As the storage cluster builds …

Finally finished the Tiburon changes for the storage cluster config. Storage clusters are a bit different than computing clusters in a number of regards, not the least of those being the large RAID in the middle.
In this case, the storage cluster is 8 identical JackRabbit JR5 units, each with 24 TB storage, 48 drives, 3 RAID cards, dual port QDR cards, and for our testing, we are using an SDR network (as we don’t have a nice 8 port QDR switch in house).
Tiburon is our cluster load and configuration system. It is designed to be as simple as possible, as unobtrusive as you can make it … it does all the heavy lifting in our finishing scripts, to take a base OS install, and configure it with as much level of detail as we require.

To configure the cluster, we started with a base OS load. Using Centos 5.3 right now, could just as easily use something different (SuSE, Ubuntu, …). Centos in large part because OFED usually builds cleanly on it.

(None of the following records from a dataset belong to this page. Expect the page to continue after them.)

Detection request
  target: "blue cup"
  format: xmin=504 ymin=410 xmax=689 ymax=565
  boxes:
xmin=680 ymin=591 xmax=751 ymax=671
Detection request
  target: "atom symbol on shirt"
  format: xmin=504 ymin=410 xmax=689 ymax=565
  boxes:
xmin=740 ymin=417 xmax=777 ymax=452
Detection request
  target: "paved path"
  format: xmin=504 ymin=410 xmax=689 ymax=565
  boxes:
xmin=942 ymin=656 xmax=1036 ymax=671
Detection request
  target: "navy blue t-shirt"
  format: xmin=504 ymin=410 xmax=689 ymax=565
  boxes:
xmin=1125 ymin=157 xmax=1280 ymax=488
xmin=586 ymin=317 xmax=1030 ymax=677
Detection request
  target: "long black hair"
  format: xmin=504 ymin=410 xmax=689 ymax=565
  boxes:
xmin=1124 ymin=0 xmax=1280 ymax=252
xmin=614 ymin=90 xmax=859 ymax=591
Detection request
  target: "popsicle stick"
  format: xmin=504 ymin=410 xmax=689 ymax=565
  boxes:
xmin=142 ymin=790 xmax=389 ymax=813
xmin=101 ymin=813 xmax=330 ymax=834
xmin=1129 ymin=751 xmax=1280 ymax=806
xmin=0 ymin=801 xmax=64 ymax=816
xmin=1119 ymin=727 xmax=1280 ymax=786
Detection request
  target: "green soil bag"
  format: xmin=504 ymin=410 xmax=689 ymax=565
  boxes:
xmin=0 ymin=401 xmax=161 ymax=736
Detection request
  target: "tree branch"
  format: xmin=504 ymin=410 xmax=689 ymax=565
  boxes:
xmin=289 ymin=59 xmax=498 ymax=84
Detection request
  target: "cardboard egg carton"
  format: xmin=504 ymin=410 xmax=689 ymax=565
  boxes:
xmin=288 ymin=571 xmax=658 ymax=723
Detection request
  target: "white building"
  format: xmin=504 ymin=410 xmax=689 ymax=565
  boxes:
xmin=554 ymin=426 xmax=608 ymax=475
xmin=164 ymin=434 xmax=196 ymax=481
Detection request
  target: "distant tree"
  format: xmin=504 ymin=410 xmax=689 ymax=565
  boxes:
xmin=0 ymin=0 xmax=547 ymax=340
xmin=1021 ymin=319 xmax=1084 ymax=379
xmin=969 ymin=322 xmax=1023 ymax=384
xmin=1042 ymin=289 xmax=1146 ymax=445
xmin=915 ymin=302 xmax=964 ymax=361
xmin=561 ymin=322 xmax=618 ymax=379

The beauty of Tiburon is, that we can change the base load underneath the configuration, and it won’t impact the configuration scripts much (though some of the differences in file placement and format need to be accounted for). We can do things to nodes that, well, other cluster load systems find simply impossible, as they usually impose a rigid worldview on how to configure them.
So now we have our storage cluster nodes PXE boot on startup, being bare metal, and within oh … 15 minutes or so, we have a fully up node, with multiple RAID6’s building, yet storage is available on the network.
With a little more work, we can automate specific target configuration in this, and I’ll be working on that tomorrow.
I guess I haven’t talked about I should at some point … I should 🙂 . Think of iSCSI configuration made easy. Or NFS. Or (insert your favorite file/block storage mechanism). Its still in alpha, but is showing great promise as a powerful tool to enable simple configuration of block and file targets.
Again, the idea is to make everything easy. Bring great power to bear, and get out of the way of the user if they want to do things on their own.
But I digress.
I just ran some a basic performance test. Our simple little “lets stream 3 simultaneous 64GB streams to and from disk”. Nothing special really. Machine has 48GB ram, so cache isn’t in the picture.
Needless to say, I like the results. I suspect the customer will be as well. The preliminary results … er … exceed my expectations by a bit on a per machine and per RAID basis.
We have some additional things to do to the nodes tomorrow and Tuesday.
Hoping to have raw performance benchies up around Thursday/Friday.